Abstract

Functional regression is nowadays widely used to analyze data in which each observation takes the form of a curve or function rather than a scalar or vector. Traditional methods, however, generally assume independent observations, an assumption that often fails in modern applications involving network, structured data. In these cases, relationships among units, such as those in social networks, transportation systems, or brain connectivity networks, have a strong impact on functional responses. Ignoring these dependencies can result in biased estimates, lower predictive accuracy, and underestimated uncertainty.

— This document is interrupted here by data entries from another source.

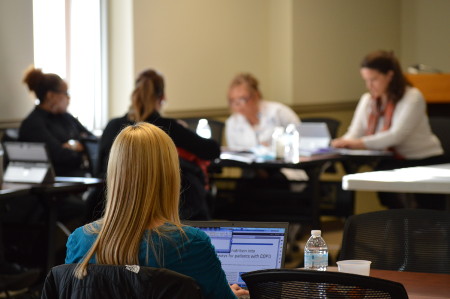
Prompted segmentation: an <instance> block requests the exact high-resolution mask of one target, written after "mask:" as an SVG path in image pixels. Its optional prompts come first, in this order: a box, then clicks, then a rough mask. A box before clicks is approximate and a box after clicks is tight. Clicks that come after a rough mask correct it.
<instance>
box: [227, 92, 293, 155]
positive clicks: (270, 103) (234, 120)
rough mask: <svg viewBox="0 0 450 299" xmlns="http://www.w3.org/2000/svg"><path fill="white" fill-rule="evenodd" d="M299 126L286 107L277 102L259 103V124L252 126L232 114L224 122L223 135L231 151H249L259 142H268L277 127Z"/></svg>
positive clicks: (289, 110)
mask: <svg viewBox="0 0 450 299" xmlns="http://www.w3.org/2000/svg"><path fill="white" fill-rule="evenodd" d="M291 123H293V124H299V123H300V119H299V118H298V116H297V114H295V112H294V111H292V109H290V108H289V107H288V106H286V105H284V104H281V103H277V102H268V101H263V100H262V101H261V102H260V110H259V124H258V125H257V126H252V125H251V124H250V123H249V122H248V120H247V119H246V118H245V117H244V116H243V115H242V114H238V113H234V114H232V115H231V116H230V117H229V118H228V119H227V121H226V128H225V134H226V139H227V145H228V147H230V148H233V149H251V148H253V147H256V146H258V145H259V144H260V143H261V142H270V140H271V137H272V133H273V131H274V129H275V127H277V126H281V127H286V126H287V125H288V124H291Z"/></svg>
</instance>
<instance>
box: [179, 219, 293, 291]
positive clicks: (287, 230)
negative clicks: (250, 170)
mask: <svg viewBox="0 0 450 299" xmlns="http://www.w3.org/2000/svg"><path fill="white" fill-rule="evenodd" d="M184 224H186V225H189V226H193V227H197V228H199V229H201V230H202V231H204V232H205V233H206V234H207V235H208V236H209V237H210V238H211V242H212V244H213V245H214V247H215V249H216V253H217V256H218V257H219V260H220V262H221V264H222V269H223V270H224V272H225V275H226V277H227V280H228V282H229V283H230V284H238V285H239V286H241V287H245V286H246V285H245V282H244V281H243V280H242V278H241V274H243V273H246V272H250V271H255V270H262V269H280V268H283V267H284V257H285V256H284V255H285V252H286V240H287V233H288V226H289V223H287V222H244V221H185V222H184Z"/></svg>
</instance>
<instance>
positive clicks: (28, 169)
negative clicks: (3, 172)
mask: <svg viewBox="0 0 450 299" xmlns="http://www.w3.org/2000/svg"><path fill="white" fill-rule="evenodd" d="M3 148H4V150H5V153H6V156H7V158H8V160H9V163H8V166H7V168H6V171H5V173H4V177H3V181H5V182H8V183H34V184H40V183H46V182H53V181H54V179H55V173H54V171H53V167H52V164H51V163H50V160H49V157H48V154H47V149H46V146H45V143H38V142H12V141H7V142H4V143H3Z"/></svg>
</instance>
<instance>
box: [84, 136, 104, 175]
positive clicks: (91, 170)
mask: <svg viewBox="0 0 450 299" xmlns="http://www.w3.org/2000/svg"><path fill="white" fill-rule="evenodd" d="M81 143H82V144H83V146H84V150H85V152H86V156H87V159H88V162H89V172H90V174H91V175H92V176H93V177H96V176H97V172H98V148H99V143H100V140H98V138H96V137H90V138H83V139H81Z"/></svg>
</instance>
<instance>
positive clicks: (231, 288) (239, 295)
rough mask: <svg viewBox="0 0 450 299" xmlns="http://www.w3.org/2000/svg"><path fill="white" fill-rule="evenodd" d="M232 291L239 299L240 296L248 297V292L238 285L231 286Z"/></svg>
mask: <svg viewBox="0 0 450 299" xmlns="http://www.w3.org/2000/svg"><path fill="white" fill-rule="evenodd" d="M230 288H231V290H232V291H233V293H234V294H235V295H236V296H237V297H239V296H244V295H248V294H249V293H248V290H244V289H243V288H241V287H240V286H238V285H237V284H233V285H230Z"/></svg>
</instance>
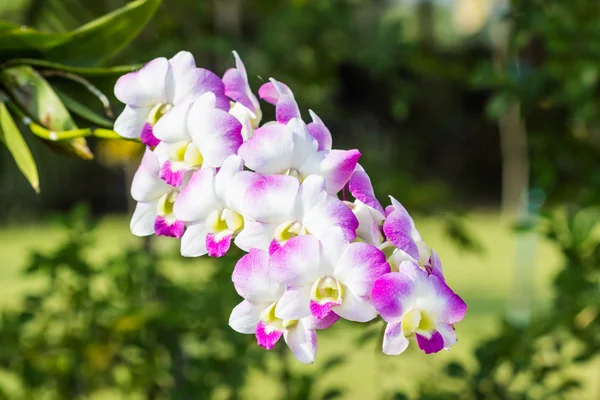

To address these issues, we introduce a Network-Weighted Functional Regression (NWFR) model that explicitly incorporates network structure by assigning weights to functional predictors based on their connections within the network. This framework allows the model to leverage information from neighboring nodes, effectively capturing dependencies and correlations induced by the underlying graph. Building on this approach, we focus on quantifying predictive uncertainty through a functional conformal prediction procedure. Conformal prediction enables the construction of distribution-free prediction intervals with guaranteed finite-sample coverage, providing a robust way to assess uncertainty in complex functional regression settings. By adapting conformal inference to network-weighted functional data, our method yields intervals that remain reliable in the presence of network-induced dependence.

We evaluate the proposed approach through extensive empirical studies. Simulation results show that explicitly accounting for network structure significantly improves point prediction accuracy compared to conventional functional regression methods that ignore connectivity. Moreover, the conformal prediction intervals produced by our method achieve the desired coverage levels while being consistently narrower and more informative than those obtained from simpler baseline approaches. Applications to real-world datasets further demonstrate the practical value of incorporating network information into functional regression models.